# Korg D1 piano



## Fleer (Jan 19, 2018)

Any thoughts? Includes RH3 action!
http://www.korg.com/us/products/digitalpianos/d1/


----------



## chillbot (Jan 19, 2018)

Looks nice, would love to try it out. Can't find any info on cost? Have you seen an estimated price tag anywhere?


----------



## Fleer (Jan 19, 2018)

$800 / €700 / £600 IIRC, which is quite sharp.


----------



## chillbot (Jan 19, 2018)

Nice, would love to hear if anyone has a chance to try it out. Looking for an 88-key for the other room... short list includes Arturia Keylab and Komplete Kontrol but this looks like another viable option.

Odd to not have a USB port in this day and age? I guess it's not really meant to be used as a controller?


----------



## Fleer (Jan 19, 2018)

Seems more like a stage piano, weight reduced. But that RH3 action in this price range is what gets me. I believe this price segment includes Kawai ES110 and Yamaha P115, but both have inferior action, I would say. Now about the sounds ...


----------



## chillbot (Jan 19, 2018)

Yeah would have to supplement it with a control surface I guess... but if the action is worth it maybe it's worth it?

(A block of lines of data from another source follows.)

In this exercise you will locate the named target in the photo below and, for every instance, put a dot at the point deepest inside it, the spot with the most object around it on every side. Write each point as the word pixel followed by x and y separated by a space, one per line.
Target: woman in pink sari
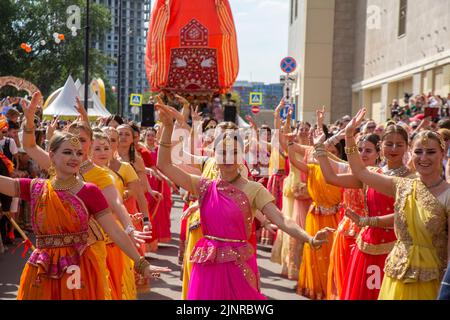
pixel 160 183
pixel 224 260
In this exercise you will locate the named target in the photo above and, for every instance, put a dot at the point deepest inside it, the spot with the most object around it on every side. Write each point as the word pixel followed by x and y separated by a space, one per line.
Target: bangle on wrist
pixel 351 149
pixel 141 265
pixel 29 130
pixel 165 144
pixel 130 229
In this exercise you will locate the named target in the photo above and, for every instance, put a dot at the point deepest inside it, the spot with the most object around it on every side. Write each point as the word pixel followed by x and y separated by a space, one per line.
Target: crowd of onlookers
pixel 413 112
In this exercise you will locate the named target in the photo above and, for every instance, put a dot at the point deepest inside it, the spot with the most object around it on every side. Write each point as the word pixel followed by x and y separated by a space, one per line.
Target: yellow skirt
pixel 99 249
pixel 313 274
pixel 193 236
pixel 393 289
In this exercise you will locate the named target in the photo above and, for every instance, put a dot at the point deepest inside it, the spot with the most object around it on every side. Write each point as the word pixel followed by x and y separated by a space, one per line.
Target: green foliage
pixel 49 65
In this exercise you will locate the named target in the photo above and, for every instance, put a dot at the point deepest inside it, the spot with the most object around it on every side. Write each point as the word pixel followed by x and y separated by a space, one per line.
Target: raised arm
pixel 175 174
pixel 9 186
pixel 29 140
pixel 289 226
pixel 379 182
pixel 302 166
pixel 346 180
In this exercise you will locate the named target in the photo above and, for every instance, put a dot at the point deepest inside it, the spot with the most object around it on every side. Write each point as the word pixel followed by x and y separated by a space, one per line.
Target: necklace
pixel 399 172
pixel 64 185
pixel 434 185
pixel 234 179
pixel 85 165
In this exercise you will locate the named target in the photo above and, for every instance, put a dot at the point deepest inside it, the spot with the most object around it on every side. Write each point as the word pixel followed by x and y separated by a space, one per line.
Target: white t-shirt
pixel 12 145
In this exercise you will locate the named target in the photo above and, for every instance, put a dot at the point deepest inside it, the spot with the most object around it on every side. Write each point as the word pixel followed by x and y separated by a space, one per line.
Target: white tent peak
pixel 78 84
pixel 95 106
pixel 64 103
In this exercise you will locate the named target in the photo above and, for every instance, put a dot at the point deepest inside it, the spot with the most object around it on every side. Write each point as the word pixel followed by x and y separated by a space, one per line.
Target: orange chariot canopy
pixel 192 47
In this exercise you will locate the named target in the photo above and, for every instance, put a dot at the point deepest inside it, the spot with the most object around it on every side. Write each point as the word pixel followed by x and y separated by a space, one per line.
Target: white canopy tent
pixel 63 104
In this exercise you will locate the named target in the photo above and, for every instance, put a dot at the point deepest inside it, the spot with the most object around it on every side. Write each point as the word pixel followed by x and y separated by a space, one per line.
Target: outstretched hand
pixel 195 115
pixel 278 108
pixel 318 136
pixel 81 110
pixel 29 109
pixel 320 116
pixel 165 114
pixel 154 271
pixel 321 236
pixel 52 128
pixel 355 122
pixel 354 217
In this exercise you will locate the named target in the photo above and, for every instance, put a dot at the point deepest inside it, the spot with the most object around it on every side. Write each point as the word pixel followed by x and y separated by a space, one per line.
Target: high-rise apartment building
pixel 367 52
pixel 134 25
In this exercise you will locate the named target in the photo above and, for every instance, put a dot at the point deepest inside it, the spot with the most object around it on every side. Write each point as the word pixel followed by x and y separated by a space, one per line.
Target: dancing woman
pixel 224 261
pixel 61 210
pixel 420 255
pixel 89 173
pixel 365 270
pixel 119 265
pixel 352 199
pixel 161 184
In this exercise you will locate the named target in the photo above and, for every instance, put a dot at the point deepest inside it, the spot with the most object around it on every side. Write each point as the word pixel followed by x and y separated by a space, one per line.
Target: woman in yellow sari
pixel 63 266
pixel 416 264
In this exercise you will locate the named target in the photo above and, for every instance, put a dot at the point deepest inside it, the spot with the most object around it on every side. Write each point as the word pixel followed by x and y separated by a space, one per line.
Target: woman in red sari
pixel 160 183
pixel 364 274
pixel 61 210
pixel 353 199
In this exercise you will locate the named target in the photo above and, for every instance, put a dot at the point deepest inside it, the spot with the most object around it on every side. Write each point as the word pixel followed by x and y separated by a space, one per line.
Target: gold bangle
pixel 351 150
pixel 29 130
pixel 373 221
pixel 165 144
pixel 319 146
pixel 323 153
pixel 141 265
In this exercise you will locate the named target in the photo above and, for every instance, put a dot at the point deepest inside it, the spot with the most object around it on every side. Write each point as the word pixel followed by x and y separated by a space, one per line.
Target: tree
pixel 49 64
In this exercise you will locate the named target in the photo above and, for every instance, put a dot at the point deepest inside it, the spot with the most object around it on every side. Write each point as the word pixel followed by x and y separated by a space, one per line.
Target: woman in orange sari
pixel 89 172
pixel 353 199
pixel 313 274
pixel 61 209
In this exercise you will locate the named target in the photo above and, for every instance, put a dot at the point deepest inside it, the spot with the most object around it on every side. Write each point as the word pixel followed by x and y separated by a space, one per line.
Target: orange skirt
pixel 339 257
pixel 312 278
pixel 91 283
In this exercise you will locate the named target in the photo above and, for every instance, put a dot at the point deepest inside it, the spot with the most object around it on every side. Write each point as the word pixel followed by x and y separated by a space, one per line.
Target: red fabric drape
pixel 192 47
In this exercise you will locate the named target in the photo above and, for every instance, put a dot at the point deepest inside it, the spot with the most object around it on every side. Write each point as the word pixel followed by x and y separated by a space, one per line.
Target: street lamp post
pixel 86 58
pixel 119 63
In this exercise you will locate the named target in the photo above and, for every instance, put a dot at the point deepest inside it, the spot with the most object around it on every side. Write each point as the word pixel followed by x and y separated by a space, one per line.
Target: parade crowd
pixel 353 210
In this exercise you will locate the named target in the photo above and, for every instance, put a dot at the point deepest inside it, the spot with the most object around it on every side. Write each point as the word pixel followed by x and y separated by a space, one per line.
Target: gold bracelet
pixel 351 150
pixel 373 221
pixel 29 130
pixel 321 153
pixel 319 146
pixel 141 265
pixel 165 144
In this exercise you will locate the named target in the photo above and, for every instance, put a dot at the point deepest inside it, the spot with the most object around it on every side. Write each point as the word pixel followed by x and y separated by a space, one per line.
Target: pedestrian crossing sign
pixel 135 99
pixel 255 99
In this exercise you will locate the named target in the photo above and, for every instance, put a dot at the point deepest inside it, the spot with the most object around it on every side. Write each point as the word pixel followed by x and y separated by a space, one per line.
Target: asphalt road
pixel 168 287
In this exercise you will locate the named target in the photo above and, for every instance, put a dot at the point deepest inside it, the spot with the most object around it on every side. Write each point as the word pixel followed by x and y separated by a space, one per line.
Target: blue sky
pixel 262 30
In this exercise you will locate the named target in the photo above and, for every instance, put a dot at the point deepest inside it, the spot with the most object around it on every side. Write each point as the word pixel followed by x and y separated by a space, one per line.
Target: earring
pixel 51 171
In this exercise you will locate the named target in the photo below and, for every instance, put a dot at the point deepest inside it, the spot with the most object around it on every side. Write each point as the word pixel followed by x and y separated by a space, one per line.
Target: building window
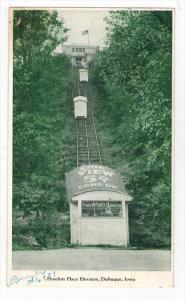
pixel 101 209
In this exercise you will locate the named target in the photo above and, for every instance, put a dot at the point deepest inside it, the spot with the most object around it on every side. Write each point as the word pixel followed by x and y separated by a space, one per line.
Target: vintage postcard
pixel 91 147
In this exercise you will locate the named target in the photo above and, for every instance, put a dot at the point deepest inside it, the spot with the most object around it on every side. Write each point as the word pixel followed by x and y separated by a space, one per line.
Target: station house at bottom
pixel 98 206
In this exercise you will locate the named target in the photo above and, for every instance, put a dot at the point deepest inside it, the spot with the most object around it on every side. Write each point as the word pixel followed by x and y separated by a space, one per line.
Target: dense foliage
pixel 43 130
pixel 133 75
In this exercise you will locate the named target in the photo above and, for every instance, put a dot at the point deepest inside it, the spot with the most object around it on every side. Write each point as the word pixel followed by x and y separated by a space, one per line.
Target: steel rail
pixel 92 115
pixel 88 155
pixel 77 145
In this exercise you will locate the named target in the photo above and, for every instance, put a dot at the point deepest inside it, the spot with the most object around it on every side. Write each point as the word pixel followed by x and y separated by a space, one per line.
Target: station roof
pixel 88 178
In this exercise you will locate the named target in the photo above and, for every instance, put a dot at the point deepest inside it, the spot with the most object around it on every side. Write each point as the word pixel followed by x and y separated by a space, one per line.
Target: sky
pixel 79 20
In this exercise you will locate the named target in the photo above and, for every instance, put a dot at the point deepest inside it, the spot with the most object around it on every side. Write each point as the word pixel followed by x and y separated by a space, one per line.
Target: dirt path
pixel 92 259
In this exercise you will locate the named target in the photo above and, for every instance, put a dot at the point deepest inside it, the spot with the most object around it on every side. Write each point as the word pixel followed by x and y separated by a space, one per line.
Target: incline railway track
pixel 88 149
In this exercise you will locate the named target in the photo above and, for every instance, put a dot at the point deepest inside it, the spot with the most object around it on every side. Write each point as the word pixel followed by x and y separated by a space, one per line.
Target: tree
pixel 134 73
pixel 43 136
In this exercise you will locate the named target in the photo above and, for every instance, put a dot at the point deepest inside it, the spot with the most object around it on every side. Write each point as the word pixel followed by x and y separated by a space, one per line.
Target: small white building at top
pixel 80 54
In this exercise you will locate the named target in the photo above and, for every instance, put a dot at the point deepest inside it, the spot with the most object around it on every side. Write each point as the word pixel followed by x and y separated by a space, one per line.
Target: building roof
pixel 88 178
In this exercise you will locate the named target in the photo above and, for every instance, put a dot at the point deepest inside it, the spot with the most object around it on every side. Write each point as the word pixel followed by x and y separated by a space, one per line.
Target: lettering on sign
pixel 101 208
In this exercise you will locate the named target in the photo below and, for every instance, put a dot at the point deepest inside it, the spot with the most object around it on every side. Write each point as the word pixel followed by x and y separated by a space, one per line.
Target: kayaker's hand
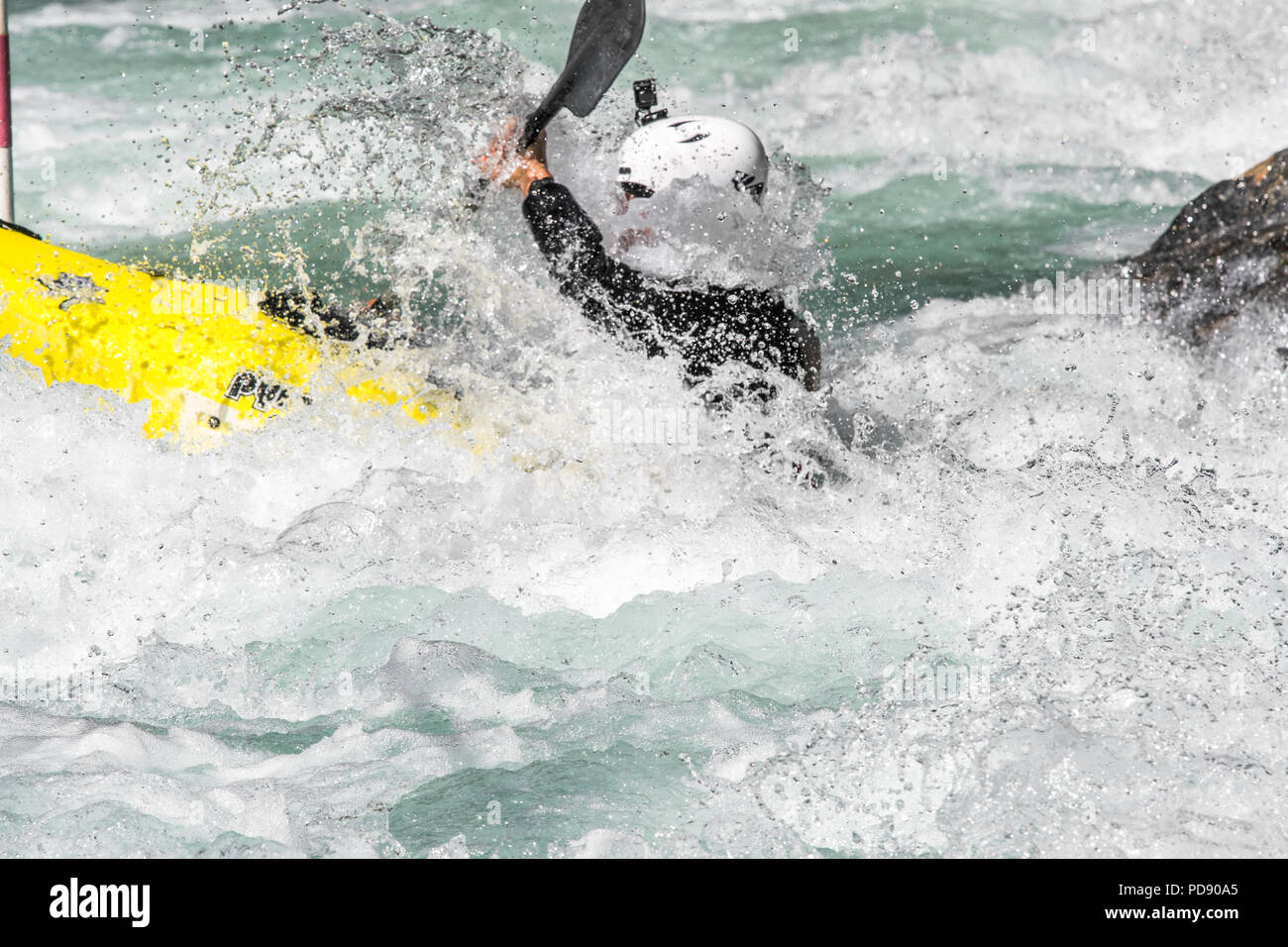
pixel 498 161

I know they are trying to reduce the weight/size but is it kind of odd no modwheel or pitchbend? I mean even in a live situation it's pretty typical to use pitchbend on a clavinet or modwheel to trigger a leslie sim...


----------



## Fleer (Jan 19, 2018)

You're absolutely right, though modwheel or pitchbend are not essential to me, at least on a weighted keyboard like this. I'm not thinking about live action myself, as I primarily want a good piano action for my grand vst libs.
Here's hoping it's that good.


----------



## dcoscina (Jan 19, 2018)

Yeah I have been looking at replacing my Kurzweil PC3x since I never use the internal sounds any longer and I want something with better form factor for studio ergonomics. I have a MIDI-USB interface just laying around anyhow and my Steinberg UR22 has MIDI ports in it as well. I also have the NanoKontrol 2 so sliders aren't an issue. Will be eagerly waiting to check this one out.


----------



## synthpunk (Jan 19, 2018)

Why does it remind me of a pedal steel for some reason ? If anyone tries one at NAMM please let us know how it feels especially compared the Yamaha P-45/71, 115

Would probably look pretty slick with a Faderctrl or X Touch Compact or even Nanokontrol for faders.


----------



## dcoscina (Jan 19, 2018)

It's either this or the Roland A88 (similar form factor)


----------



## tmhuud (Jan 19, 2018)

I'll bet it was tough keeping that under 40lbs...


----------



## Fleer (Jan 19, 2018)

dcoscina said:


> It's either this or the Roland A88 (similar form factor)


No sounds in the A88 and no pedal included, but it does allow for USB power.


----------



## Fleer (Jan 21, 2018)

Yikes, the D1 requires an external power adapter with that flimsy plug it seems. Perfect to go silent during a gig :(
Should have had an internal power configuration like the new Korg Prologue.


----------